Hanbach will lead the discussion at Longview, which started as a new construction project in the Two Trees subdivision in Bridgehampton, working with architect Martin Sosa of Arcologica on a “blank canvas.”

“We worked collaboratively with Martin and his team in siting the house and making sure that the architecture and the landscape were integrated, thoughtfully cohesive,” Hanbach said.

The clients are year-round residents, he explained, so the challenge was to create a landscape with layers of interest in the shoulder seasons of spring and fall, not just seasonal for the summer. They addressed the challenge through their choice of plant material, using plants that will bloom in early spring and have beautiful fall foliage and berries in the winter.
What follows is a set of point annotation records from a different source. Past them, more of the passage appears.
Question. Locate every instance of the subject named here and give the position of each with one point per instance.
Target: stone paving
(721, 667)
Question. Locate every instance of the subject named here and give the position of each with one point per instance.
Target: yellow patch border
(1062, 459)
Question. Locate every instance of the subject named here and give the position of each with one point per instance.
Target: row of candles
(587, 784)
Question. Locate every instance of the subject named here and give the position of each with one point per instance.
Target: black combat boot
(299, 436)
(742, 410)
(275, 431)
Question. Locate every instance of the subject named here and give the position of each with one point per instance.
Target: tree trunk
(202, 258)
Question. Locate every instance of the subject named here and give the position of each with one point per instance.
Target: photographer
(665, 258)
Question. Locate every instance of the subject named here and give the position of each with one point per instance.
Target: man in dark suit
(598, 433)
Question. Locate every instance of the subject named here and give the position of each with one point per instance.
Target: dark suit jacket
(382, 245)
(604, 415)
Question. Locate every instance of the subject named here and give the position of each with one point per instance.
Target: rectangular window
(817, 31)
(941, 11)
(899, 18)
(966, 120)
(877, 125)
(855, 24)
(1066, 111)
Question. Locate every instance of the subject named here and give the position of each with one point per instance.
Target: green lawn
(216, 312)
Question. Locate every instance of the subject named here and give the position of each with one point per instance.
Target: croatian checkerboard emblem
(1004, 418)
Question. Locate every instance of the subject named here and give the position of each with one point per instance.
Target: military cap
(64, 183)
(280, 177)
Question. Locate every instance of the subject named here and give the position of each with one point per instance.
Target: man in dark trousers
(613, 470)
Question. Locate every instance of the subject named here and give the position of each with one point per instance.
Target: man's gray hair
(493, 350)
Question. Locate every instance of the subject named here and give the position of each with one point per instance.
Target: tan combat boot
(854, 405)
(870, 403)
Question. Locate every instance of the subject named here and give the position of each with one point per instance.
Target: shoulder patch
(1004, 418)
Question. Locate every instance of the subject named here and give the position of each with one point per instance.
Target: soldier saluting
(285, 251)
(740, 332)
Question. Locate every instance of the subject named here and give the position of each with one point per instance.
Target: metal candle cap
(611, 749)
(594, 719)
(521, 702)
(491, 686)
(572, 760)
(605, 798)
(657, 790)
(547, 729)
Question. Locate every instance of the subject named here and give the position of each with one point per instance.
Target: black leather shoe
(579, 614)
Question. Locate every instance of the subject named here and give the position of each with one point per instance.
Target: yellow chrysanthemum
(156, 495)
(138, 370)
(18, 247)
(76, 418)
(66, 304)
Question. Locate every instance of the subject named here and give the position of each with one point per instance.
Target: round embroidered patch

He noted that the clients are very well traveled and have seen a lot of things and been to a lot of high-end resorts. They wanted a melding of resort-like detailing and lifestyle layout, with a very rustic and agrarian influence.

“The subdivision was an old horse farm, and so there are nods to that background,” Hanbach said. “As an example, there’s a black paddock fence out front, and that marked the properties on the subdivision.”

The clients also own many spiritually influenced sculptures from wellness retreats that were integrated into the master plan. “As you move into the different outdoor rooms, those become part of the experience,” Hanbach said.

The garden rooms are not necessarily compartmentalized, he said, but the relationship between the architecture and the geometries in the landscape layout is obvious. “They’re speaking to each other, and they’re meant to relate,” he said.

Hanbach has participated in Garden Dialogues events before and said he enjoys speaking to an audience that is not captive, but captivated.

Great Allies

 

LaGuardia said the Cultural Landscape Foundation is one of landscape architects’ great allies.

“They’re an advocacy group, in a lot of ways, to protect works of landscape architecture that sometimes are threatened by development,” he said. “Sometimes they’re threatened by neglect, and then people figure they just want to rip it out and start over, when, in fact, it was perhaps something done by a very famous designer that no one really knows about.”

The tagline of the organization is “Connecting people to places,” he said, noting that the foundation offers guidebooks for 20 cities around the country, a database of landscape projects around the United States, and oral histories with practitioners, some of whom are now deceased.

Register at tclf.org. The Saturday, June 15, tour will run from 9 a.m. to 2 p.m. Tickets are $200.